Bicep Template for Backend Configuration

后端配置的Bicep模板

bicep

param apimServiceName string
param backendId string
param aiFoundryEndpoint string
param modelDeploymentName string

resource apimService 'Microsoft.ApiManagement/service@2024-06-01-preview' existing = {
  name: apimServiceName
}

resource backend 'Microsoft.ApiManagement/service/backends@2024-06-01-preview' = {
  parent: apimService
  name: backendId
  properties: {
    protocol: 'http'
    url: '${aiFoundryEndpoint}openai/deployments/${modelDeploymentName}'
    credentials: {
      header: {}
    }
    tls: {
      validateCertificateChain: true
      validateCertificateName: true
    }
  }
}

bicep

param apimServiceName string
param backendId string
param aiFoundryEndpoint string
param modelDeploymentName string

resource apimService 'Microsoft.ApiManagement/service@2024-06-01-preview' existing = {
  name: apimServiceName
}

resource backend 'Microsoft.ApiManagement/service/backends@2024-06-01-preview' = {
  parent: apimService
  name: backendId
  properties: {
    protocol: 'http'
    url: '${aiFoundryEndpoint}openai/deployments/${modelDeploymentName}'
    credentials: {
      header: {}
    }
    tls: {
      validateCertificateChain: true
      validateCertificateName: true
    }
  }
}

Pattern 9: Import API from OpenAPI Specification

模式9：从OpenAPI规范导入API

Add an API to the gateway from an OpenAPI/Swagger specification, either from a local file or web URL.

从OpenAPI/Swagger规范将API添加到网关，支持本地文件或Web URL。
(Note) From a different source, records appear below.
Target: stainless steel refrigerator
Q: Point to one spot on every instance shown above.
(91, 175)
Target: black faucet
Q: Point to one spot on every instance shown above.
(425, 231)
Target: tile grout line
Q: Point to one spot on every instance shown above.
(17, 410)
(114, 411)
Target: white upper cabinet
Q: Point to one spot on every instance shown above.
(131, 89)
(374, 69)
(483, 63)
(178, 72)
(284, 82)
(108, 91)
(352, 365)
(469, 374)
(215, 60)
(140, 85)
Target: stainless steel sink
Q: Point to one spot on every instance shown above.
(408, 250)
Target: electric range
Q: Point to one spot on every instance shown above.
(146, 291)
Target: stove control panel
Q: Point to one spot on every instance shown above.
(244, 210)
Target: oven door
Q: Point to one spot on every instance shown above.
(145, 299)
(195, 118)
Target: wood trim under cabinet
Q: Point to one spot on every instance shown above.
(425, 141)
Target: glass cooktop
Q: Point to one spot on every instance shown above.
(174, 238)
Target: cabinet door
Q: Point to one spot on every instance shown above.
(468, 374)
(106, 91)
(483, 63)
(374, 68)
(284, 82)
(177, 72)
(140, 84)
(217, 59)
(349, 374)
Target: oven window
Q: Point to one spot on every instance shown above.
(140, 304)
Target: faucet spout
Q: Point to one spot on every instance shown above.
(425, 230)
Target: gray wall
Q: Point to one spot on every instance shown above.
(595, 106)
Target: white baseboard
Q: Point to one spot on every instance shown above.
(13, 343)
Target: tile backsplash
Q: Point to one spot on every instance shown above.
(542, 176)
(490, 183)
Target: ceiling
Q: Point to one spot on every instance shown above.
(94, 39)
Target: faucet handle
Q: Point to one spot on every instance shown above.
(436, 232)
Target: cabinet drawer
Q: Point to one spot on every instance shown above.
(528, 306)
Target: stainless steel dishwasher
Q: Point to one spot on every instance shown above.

Step 1: Import API from Web URL

步骤1：从Web URL导入API

bash

undefined

bash

undefined

Import API from a publicly accessible OpenAPI spec URL

从公开可访问的OpenAPI规范URL导入API

az apim api import
--resource-group <apim-resource-group>
--service-name <apim-service-name>
--api-id <api-id>
--path <api-path>
--display-name "<API Display Name>"
--specification-format OpenApiJson
--specification-url "https://example.com/openapi.json"

undefined

az apim api import
--resource-group <apim-resource-group>
--service-name <apim-service-name>
--api-id <api-id>
--path <api-path>
--display-name "<API显示名称>"
--specification-format OpenApiJson
--specification-url "https://example.com/openapi.json"

undefined

Step 2: Import API from Local File

步骤2：从本地文件导入API

bash

undefined

bash

undefined

Import API from a local OpenAPI spec file (JSON or YAML)

从本地OpenAPI规范文件（JSON或YAML）导入API

undefined

undefined

Step 3: Configure Backend for the API

步骤3：为API配置后端

bash

undefined

bash

undefined

Create backend pointing to your API server

创建指向API服务器的后端

az apim backend create
--resource-group <apim-resource-group>
--service-name <apim-service-name>
--backend-id <backend-id>
--protocol http
--url "https://your-api-server.com"

Update API to use the backend

更新API以使用该后端

az apim api update
--resource-group <apim-resource-group>
--service-name <apim-service-name>
--api-id <api-id>
--set properties.serviceUrl="https://your-api-server.com"

undefined

az apim api update
--resource-group <apim-resource-group>
--service-name <apim-service-name>
--api-id <api-id>
--set properties.serviceUrl="https://your-api-server.com"

undefined

Step 4: Apply Policies (Optional)

步骤4：应用策略（可选）

xml

<policies>
    <inbound>
        <base />
        <set-backend-service backend-id="{backend-id}" />
        <!-- Add rate limiting -->
        <rate-limit-by-key 
            calls="100" 
            renewal-period="60" 
            counter-key="@(context.Request.IpAddress)" />
    </inbound>
    <outbound>
        <base />
    </outbound>
</policies>

xml

<policies>
    <inbound>
        <base />
        <set-backend-service backend-id="{backend-id}" />
        <!-- 添加速率限制 -->
        <rate-limit-by-key 
            calls="100" 
            renewal-period="60" 
            counter-key="@(context.Request.IpAddress)" />
    </inbound>
    <outbound>
        <base />
    </outbound>
</policies>

Supported Specification Formats

支持的规范格式

Format	Value	File Extension
OpenAPI 3.x JSON	`OpenApiJson`	`.json`
OpenAPI 3.x YAML	`OpenApi`	`.yaml` , `.yml`
Swagger 2.0 JSON	`SwaggerJson`	`.json`
Swagger 2.0 (link)	`SwaggerLinkJson`	URL
WSDL	`Wsdl`	`.wsdl`
WADL	`Wadl`	`.wadl`

格式	取值	文件扩展名
OpenAPI 3.x JSON	`OpenApiJson`	`.json`
OpenAPI 3.x YAML	`OpenApi`	`.yaml` , `.yml`
Swagger 2.0 JSON	`SwaggerJson`	`.json`
Swagger 2.0（链接）	`SwaggerLinkJson`	URL
WSDL	`Wsdl`	`.wsdl`
WADL	`Wadl`	`.wadl`

Pattern 10: Convert API to MCP Server

模式10：将API转换为MCP服务器

Convert existing APIM API operations into an MCP (Model Context Protocol) server, enabling AI agents to discover and use your APIs as tools.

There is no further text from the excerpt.